A 15ª Câmara de Direito Privado do Tribunal de Justiça de São Paulo reformou decisão de primeiro grau e reconheceu a responsabilidade da British Airways por um atraso expressivo em voo internacional, determinando o pagamento de indenização por danos morais e materiais a dois passageiros que chegaram ao Brasil quatro dias após a data originalmente prevista.

Segundo o acórdão, os consumidores haviam adquirido passagens em classe executiva no trecho Nice–São Paulo, com conexão em Londres. O primeiro voo partiu com atraso, o que ocasionou a perda da conexão, e, apesar disso, a companhia informou que só poderia realocá-los sete dias depois, situação posteriormente ajustada para um voo quatro dias mais tarde. Além do prolongado período de espera, os passageiros relataram ausência completa de assistência material e tiveram, inclusive, seus assentos cedidos a terceiros.

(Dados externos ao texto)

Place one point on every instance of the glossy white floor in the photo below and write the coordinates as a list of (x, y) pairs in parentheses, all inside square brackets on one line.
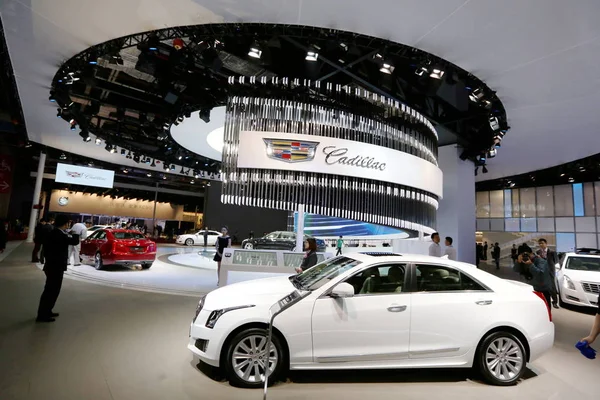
[(177, 270), (111, 343)]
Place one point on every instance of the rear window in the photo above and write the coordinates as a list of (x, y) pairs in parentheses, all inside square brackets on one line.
[(584, 263), (128, 235)]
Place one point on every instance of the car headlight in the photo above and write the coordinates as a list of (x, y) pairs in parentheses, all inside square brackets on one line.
[(200, 306), (216, 314), (569, 283)]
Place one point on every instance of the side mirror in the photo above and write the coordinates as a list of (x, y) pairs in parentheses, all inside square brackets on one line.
[(342, 290)]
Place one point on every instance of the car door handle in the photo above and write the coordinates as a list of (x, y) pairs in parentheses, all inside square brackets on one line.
[(396, 308)]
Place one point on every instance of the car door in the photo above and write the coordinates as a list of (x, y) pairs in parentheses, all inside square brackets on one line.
[(450, 309), (371, 327), (87, 246)]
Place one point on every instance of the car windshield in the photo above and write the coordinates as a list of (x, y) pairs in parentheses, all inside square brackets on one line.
[(128, 235), (315, 277), (584, 263)]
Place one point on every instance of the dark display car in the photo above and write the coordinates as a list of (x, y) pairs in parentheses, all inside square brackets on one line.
[(280, 240)]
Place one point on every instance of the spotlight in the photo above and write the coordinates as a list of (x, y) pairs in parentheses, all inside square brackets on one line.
[(437, 73), (204, 114), (476, 95), (494, 124), (255, 50), (85, 136), (387, 68), (312, 54)]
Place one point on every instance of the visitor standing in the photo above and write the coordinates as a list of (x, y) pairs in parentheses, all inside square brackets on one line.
[(223, 242), (310, 256), (56, 252), (435, 249), (496, 254), (37, 241), (450, 250), (79, 229), (340, 244)]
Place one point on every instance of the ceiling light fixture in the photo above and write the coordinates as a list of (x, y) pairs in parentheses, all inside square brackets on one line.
[(255, 50), (312, 54)]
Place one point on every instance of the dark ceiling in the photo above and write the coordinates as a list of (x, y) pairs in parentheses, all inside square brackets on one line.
[(583, 170), (129, 91)]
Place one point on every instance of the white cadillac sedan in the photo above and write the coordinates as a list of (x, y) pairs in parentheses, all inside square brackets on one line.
[(578, 278), (374, 310)]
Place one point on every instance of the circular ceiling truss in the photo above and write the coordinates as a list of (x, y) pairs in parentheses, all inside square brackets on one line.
[(129, 91)]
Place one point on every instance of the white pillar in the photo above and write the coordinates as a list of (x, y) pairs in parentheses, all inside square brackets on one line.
[(456, 215), (36, 197), (300, 229)]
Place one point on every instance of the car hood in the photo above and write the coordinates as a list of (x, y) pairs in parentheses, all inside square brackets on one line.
[(586, 276), (258, 292)]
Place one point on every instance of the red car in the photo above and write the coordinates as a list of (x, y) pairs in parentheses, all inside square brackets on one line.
[(118, 247)]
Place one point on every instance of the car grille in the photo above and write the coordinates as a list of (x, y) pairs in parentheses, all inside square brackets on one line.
[(591, 287)]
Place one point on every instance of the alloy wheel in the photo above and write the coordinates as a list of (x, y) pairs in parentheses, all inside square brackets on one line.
[(504, 359), (249, 358)]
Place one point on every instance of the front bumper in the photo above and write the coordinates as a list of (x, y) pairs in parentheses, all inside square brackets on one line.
[(206, 343), (578, 296)]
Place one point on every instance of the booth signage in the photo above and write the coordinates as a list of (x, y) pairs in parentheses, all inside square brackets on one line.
[(85, 176), (325, 155)]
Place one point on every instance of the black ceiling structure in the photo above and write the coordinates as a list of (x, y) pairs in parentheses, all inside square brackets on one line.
[(129, 91), (578, 171)]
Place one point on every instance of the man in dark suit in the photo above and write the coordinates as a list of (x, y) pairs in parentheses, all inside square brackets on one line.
[(56, 252), (552, 258)]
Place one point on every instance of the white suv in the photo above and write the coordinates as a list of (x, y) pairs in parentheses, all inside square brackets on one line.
[(578, 278)]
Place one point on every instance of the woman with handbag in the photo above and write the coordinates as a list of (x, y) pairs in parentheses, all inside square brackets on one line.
[(223, 242)]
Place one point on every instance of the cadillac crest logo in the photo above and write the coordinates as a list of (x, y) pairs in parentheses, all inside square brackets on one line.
[(72, 174), (291, 151)]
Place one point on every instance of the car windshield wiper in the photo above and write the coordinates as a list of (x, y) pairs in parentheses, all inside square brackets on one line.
[(296, 282)]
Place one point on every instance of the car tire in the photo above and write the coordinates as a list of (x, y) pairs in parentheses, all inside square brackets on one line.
[(98, 263), (501, 359), (247, 372)]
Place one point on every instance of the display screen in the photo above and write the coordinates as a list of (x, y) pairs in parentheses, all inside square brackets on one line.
[(324, 226), (243, 257)]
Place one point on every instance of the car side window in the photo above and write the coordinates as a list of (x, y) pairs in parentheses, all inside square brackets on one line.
[(378, 280), (438, 278)]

O relator, desembargador Carlos Ortiz Gomes, reconheceu a falha na prestação do serviço ao destacar que a empresa comercializou uma conexão com tempo insuficiente para acomodar atrasos operacionais e também deixou de oferecer suporte adequado durante o período de espera. A decisão aplicou o entendimento do STF de que as Convenções de Varsóvia e Montreal não limitam a reparação por danos morais, permitindo sua fixação conforme a extensão do dano e os princípios da razoabilidade e proporcionalidade. Para o colegiado, o atraso significativo aliado à ausência de assistência ultrapassou o mero aborrecimento, configurando dano moral indenizável.

Os autores receberão R$ 10 mil cada, além do reembolso de despesas emergenciais comprovadas, como transporte, medicamentos, babá no Brasil, alimentação e hospedagem, neste último caso, com limitação ao valor considerado compatível com a situação excepcional, afastando gastos que extrapolassem o necessário. O Tribunal também redistribuiu os ônus sucumbenciais, impondo à companhia aérea 80% das custas e despesas, além de honorários fixados em 10% sobre o valor da condenação.

O caso reforça a responsabilidade objetiva das companhias aéreas e a obrigação de oferecer assistência adequada em situações de atraso e reacomodação, especialmente em voos internacionais. A decisão segue o entendimento consolidado de que o passageiro não pode suportar sozinho os efeitos de falhas operacionais e desorganização logística, sobretudo quando adquire conexões com intervalos reduzidos.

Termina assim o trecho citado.